What this season and this structure has done though is found a way to make people believe the game is in good health when such a measurement needs to be taken around the openings for the rest, rather than closed doors by the best. Protectionism doesn’t scream thriving sport, nor does washing hands of the majority.
That’s not to knock any of the brilliance but it is to look at the holistic picture. In one sense, what this hurling championship has thrown up is the notion that the marketing of elitism is working and people are buying it. That’s dangerous for it’s also contagious when GAA, unlike other sports, will implode if it just takes care of the books and the bank account. Which brings us back to football.
A confession. A few years back, the idea of a tiered football championship seemed not only a good one but a vital one. Sure, many managers of struggling counties spoke out against it, as it turned from a whisper into louder chatter, but there was so much to tip the scales the other way.
Grading works well at club level where a junior championship means a lot to the victors; sports are about effort and where you find yourself; games would be more competitive and there’d be fewer tonkings.
However, that was at a time when the likes of the Ring and Rackard Cups were in their infancy, when counties playing in them were lining out before big games, when there was TV and highlights and updated tables and available results and an effort. It didn’t last and what they’ve proven, as years have moved on, is they aren’t about a leg up, rather they are about keeping down.
As one example, on their way to the 2014 Christy Ring title, Kildare were asked to play six weeks on the bounce. Not only that, after winning the final they were told to make it seven and told to play away to Westmeath for a chance to be a top-tier county. Exhausted, they lost.

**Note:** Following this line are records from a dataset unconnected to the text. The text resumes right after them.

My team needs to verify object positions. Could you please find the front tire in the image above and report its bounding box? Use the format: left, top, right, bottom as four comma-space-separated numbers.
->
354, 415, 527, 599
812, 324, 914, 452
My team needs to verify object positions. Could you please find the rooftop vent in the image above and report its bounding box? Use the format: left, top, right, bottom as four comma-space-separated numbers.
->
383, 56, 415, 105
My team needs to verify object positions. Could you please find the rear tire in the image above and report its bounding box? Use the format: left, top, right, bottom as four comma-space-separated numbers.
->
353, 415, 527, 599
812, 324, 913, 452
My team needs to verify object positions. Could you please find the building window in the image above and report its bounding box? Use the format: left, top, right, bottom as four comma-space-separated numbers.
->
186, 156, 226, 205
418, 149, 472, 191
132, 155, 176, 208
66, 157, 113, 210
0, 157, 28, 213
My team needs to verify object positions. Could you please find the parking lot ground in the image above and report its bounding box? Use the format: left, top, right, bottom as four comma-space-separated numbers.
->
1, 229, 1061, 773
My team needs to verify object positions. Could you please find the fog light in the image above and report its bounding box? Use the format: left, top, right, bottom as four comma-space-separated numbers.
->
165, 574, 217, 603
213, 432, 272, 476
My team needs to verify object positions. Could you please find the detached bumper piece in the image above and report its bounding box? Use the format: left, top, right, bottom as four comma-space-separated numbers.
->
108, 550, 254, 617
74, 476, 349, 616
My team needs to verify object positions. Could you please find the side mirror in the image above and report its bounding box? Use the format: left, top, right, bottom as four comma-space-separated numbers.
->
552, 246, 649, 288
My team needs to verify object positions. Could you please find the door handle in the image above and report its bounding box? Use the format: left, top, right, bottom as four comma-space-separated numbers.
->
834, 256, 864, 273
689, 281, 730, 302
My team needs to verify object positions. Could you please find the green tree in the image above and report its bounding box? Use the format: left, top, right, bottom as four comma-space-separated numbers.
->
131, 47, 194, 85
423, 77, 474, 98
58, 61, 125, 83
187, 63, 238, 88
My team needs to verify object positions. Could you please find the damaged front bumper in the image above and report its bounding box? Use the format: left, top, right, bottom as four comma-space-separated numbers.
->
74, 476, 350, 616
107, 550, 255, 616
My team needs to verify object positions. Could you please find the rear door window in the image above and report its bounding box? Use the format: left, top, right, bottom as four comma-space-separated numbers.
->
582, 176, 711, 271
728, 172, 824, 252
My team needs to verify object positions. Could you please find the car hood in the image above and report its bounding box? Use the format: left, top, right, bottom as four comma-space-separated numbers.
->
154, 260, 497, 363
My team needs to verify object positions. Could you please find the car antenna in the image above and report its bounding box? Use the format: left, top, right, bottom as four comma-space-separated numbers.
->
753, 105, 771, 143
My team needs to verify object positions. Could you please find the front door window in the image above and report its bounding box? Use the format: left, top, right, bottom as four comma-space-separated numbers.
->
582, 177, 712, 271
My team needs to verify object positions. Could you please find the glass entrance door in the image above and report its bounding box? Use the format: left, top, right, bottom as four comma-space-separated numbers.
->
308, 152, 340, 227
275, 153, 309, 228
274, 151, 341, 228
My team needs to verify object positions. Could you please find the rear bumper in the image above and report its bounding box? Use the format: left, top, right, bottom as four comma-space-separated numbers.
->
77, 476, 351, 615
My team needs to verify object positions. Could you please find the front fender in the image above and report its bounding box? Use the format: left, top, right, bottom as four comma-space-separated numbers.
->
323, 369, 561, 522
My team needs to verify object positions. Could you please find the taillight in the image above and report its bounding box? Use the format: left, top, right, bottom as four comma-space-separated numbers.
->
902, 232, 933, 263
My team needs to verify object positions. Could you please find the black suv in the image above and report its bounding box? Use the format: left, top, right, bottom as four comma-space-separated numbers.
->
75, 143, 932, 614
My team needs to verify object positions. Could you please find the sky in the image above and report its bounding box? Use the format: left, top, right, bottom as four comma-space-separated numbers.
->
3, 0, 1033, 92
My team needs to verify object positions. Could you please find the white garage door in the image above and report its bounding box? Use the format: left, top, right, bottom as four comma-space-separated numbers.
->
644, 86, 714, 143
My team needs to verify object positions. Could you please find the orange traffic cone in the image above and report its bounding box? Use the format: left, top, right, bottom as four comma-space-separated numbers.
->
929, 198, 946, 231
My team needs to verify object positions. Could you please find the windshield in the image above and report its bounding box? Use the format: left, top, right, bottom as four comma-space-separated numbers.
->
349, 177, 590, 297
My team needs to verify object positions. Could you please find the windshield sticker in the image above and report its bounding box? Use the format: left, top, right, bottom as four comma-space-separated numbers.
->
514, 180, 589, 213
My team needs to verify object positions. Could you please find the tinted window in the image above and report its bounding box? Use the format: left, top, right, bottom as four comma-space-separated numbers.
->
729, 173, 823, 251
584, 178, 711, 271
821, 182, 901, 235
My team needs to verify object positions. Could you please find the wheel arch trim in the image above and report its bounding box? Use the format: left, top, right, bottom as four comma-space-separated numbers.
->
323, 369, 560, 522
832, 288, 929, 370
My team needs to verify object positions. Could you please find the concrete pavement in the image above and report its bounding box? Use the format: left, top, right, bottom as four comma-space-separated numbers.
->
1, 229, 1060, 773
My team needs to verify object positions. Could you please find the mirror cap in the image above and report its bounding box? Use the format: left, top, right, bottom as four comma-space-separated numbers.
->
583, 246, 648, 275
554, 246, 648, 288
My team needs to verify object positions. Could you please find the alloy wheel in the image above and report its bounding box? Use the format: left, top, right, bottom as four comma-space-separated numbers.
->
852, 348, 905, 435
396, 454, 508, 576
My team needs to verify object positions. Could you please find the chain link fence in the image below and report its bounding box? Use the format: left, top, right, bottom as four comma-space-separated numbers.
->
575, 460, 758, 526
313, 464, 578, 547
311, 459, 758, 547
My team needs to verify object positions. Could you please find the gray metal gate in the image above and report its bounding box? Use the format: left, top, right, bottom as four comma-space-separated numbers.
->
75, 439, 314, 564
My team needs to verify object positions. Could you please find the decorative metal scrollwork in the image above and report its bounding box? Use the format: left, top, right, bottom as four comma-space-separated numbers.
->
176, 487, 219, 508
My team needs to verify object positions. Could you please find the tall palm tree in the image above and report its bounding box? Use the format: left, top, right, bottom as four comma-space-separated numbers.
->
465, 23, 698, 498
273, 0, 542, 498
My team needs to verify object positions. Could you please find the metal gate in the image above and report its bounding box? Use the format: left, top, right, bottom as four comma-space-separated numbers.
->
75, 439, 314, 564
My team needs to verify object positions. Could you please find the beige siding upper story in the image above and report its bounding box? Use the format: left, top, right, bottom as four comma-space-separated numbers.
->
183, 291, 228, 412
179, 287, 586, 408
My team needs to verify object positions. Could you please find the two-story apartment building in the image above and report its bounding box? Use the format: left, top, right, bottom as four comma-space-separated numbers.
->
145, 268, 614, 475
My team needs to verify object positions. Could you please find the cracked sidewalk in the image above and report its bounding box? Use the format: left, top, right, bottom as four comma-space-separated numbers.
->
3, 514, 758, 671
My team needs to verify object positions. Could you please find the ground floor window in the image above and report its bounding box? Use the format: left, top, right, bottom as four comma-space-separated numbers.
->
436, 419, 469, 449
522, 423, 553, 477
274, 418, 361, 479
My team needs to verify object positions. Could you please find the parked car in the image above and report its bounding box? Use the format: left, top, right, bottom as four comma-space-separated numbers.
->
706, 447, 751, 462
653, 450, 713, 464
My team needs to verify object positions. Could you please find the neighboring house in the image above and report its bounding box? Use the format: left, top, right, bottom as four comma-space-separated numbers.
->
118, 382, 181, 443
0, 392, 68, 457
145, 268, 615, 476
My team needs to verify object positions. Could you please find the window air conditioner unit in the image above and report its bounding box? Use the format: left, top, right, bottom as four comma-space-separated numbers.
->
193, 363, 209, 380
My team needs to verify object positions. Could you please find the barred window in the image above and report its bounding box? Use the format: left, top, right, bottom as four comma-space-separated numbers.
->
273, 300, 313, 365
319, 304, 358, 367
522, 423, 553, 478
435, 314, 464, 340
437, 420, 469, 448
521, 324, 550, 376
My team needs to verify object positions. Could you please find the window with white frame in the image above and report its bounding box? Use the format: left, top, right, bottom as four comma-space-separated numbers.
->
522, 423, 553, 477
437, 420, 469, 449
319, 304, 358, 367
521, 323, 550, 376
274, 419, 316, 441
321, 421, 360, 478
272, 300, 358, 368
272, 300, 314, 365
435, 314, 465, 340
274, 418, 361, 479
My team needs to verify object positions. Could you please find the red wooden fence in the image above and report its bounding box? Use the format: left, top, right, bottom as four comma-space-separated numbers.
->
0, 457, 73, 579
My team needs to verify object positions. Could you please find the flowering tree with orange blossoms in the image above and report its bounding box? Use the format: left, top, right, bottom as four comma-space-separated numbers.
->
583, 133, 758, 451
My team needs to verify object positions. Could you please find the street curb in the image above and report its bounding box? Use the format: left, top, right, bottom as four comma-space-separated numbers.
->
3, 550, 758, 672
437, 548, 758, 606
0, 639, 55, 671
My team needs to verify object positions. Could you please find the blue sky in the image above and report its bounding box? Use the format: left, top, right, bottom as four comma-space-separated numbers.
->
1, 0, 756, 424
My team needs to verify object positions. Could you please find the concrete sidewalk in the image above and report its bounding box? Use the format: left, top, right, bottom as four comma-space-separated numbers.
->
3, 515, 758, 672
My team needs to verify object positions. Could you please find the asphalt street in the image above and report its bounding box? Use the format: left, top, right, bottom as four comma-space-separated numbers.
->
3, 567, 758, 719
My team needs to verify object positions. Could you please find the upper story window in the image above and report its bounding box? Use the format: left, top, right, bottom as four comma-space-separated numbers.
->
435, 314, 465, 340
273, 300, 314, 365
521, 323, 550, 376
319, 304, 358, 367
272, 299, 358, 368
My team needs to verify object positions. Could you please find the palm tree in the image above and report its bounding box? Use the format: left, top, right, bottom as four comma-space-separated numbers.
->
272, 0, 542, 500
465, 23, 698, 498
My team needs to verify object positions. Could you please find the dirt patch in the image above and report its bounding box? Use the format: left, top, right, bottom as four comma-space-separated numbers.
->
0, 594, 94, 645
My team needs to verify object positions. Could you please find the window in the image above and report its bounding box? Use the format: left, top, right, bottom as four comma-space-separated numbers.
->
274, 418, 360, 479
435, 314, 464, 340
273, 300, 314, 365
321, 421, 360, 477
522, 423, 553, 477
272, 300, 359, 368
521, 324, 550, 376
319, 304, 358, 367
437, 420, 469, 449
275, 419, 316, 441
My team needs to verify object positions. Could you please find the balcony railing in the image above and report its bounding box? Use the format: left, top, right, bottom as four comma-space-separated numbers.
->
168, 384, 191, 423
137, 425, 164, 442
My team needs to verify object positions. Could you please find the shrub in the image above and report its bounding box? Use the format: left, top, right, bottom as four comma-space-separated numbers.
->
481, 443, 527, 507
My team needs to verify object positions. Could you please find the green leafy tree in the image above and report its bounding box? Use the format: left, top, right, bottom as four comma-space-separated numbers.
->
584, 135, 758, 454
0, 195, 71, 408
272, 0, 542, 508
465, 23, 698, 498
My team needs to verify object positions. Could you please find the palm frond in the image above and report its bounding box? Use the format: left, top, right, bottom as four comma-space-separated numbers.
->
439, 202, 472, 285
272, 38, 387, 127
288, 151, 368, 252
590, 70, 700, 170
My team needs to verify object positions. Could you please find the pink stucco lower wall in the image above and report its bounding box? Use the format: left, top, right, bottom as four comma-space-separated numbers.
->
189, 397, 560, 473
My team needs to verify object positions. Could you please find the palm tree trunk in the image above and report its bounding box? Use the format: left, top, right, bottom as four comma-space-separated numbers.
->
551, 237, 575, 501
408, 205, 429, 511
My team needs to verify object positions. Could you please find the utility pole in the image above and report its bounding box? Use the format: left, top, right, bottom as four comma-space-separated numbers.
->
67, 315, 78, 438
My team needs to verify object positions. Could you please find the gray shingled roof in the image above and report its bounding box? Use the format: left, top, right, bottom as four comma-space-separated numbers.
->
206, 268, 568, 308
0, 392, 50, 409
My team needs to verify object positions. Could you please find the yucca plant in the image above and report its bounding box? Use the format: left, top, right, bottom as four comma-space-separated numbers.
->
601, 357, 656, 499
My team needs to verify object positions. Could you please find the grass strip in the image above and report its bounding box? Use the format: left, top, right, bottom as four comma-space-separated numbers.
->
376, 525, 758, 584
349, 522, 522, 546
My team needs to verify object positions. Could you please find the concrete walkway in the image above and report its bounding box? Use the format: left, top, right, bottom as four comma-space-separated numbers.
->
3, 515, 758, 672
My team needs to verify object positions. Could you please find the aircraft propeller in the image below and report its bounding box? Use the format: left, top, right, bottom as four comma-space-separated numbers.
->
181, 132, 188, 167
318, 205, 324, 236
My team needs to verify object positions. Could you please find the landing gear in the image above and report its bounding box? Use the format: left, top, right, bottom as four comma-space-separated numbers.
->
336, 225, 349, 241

This year is no different. Munster cannot lose a ‘real’ team because of the unique safety net and with Offaly gone from Leinster there are screams to help them when others that have worked harder and better get no help.
The Ring Cup winners don’t get rewarded with more than a trophy as they’ve to win a play-off with Antrim just to get what they’ve already earned. It’s still stacked and the barrier to entry is so high that it’s beyond most, but make the grade and it’s hard to get out.
That should be a forewarning for football which, somehow, is the game of the people.
Still, with so many great games, and with football struggling and relatively boring, and with the Super 8s to come, there’s the danger it will follow suit. Down being throttled by Donegal, Sligo being taken apart by Galway, Clare chasing air against Kerry will only increase the calls. But football doesn’t need that as splitting the championship is destructive rather than constructive, a way to exorcise the demons the association doesn’t really want. It’s admitting defeat, showing there’s no need or at least no will to fight for those that are struggling, but are just as important as the rest.
Not everyone can or will always be good, but they must be given that chance and that opening. Casting them adrift does the opposite and forces them to throw in the towel. Crucially, having little chance at something is still better than having some chance at nothing.
For now, football has been left alone to die a slower death rather than drive a stake through its heart. Don’t listen to the talk though and don’t buy the glitz and glamour of hurling’s format. A future in football needs to be about making those not good enough a bit better. Not about taking away all interest and hope.